Utterly absorbing and intensely moving, writer-director Andrea Arnold’s American Honey is one of those big, bold, swing-for-the-fences societal portraits that few filmmakers dare attempt. There’s good reason: Try for a definitive snapshot of a country or a generation, and you risk overreaching or succumbing to pretension. Running nearly three hours, American Honey doesn’t let those concerns get in its way, and the result is the sort of electric audacity that paves over the movie’s occasional wobbles. With Red Road and Fish Tank, Arnold has looked closely at poverty, youth and desperation in her native England. With American Honey, she turns her attention to the United States, and what she finds is a vibrant, troubled, mesmerizing land.

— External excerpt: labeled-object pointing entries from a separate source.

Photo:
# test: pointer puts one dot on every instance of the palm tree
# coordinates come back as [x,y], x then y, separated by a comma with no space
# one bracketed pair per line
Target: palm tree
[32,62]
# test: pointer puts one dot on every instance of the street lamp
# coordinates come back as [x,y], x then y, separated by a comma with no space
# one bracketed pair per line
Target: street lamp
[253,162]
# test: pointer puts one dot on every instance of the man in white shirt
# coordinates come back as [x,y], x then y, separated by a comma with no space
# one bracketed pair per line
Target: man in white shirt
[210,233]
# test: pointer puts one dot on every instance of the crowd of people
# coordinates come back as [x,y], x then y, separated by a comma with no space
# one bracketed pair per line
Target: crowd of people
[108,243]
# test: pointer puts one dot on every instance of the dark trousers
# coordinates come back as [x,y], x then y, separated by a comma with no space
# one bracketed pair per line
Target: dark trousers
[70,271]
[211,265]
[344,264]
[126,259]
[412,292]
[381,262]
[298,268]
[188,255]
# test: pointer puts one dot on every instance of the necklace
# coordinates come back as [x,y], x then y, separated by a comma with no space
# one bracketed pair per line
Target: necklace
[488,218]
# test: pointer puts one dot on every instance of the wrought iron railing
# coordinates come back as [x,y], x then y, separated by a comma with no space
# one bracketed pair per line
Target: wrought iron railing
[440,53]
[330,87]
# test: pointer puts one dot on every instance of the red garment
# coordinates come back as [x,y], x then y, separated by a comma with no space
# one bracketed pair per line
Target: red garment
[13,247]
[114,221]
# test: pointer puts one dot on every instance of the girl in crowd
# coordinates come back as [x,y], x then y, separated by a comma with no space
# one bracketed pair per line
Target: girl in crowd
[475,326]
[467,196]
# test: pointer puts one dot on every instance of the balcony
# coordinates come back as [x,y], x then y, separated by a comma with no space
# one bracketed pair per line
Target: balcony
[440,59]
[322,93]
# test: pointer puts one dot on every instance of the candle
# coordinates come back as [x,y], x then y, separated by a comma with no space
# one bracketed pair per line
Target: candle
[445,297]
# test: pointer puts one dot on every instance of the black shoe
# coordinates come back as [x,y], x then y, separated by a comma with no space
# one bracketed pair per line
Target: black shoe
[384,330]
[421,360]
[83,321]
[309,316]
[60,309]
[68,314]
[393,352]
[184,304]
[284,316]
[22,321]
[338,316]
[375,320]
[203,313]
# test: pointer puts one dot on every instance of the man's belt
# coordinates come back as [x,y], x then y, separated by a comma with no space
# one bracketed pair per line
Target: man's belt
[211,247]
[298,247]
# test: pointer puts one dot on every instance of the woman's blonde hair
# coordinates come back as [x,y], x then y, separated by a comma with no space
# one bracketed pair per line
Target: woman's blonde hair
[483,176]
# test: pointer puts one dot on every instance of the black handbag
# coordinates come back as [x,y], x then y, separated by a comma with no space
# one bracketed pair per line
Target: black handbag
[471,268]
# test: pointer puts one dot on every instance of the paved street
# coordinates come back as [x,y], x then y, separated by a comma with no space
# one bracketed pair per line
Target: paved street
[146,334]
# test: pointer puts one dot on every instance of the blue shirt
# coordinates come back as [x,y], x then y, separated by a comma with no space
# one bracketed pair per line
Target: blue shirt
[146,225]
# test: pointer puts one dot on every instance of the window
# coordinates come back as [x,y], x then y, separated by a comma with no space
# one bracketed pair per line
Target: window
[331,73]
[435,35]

The film stars newcomer Sasha Lane as Star, who is caring for two young children (her boyfriend’s, not hers), somewhere in the South. Dumpster diving, Star radiates the sort of scrappy, raw energy that marks her as someone who’s never had much money and always had to fight for everything she’s gotten. So, it’s fairly obvious why she takes a liking to Jake (Shia LaBeouf), who drives by in a van with a group of young kids. Catching her eye, Jake is a fellow charming survivor, explaining that he’s part of a group that travels cross-country selling magazines door-to-door. Star can’t believe such an operation exists in the 21st century, but Jake swears there’s decent money to be made. Impulsively, she abandons her makeshift family—her boyfriend seems like a redneck cretin, anyway—and runs off to join another.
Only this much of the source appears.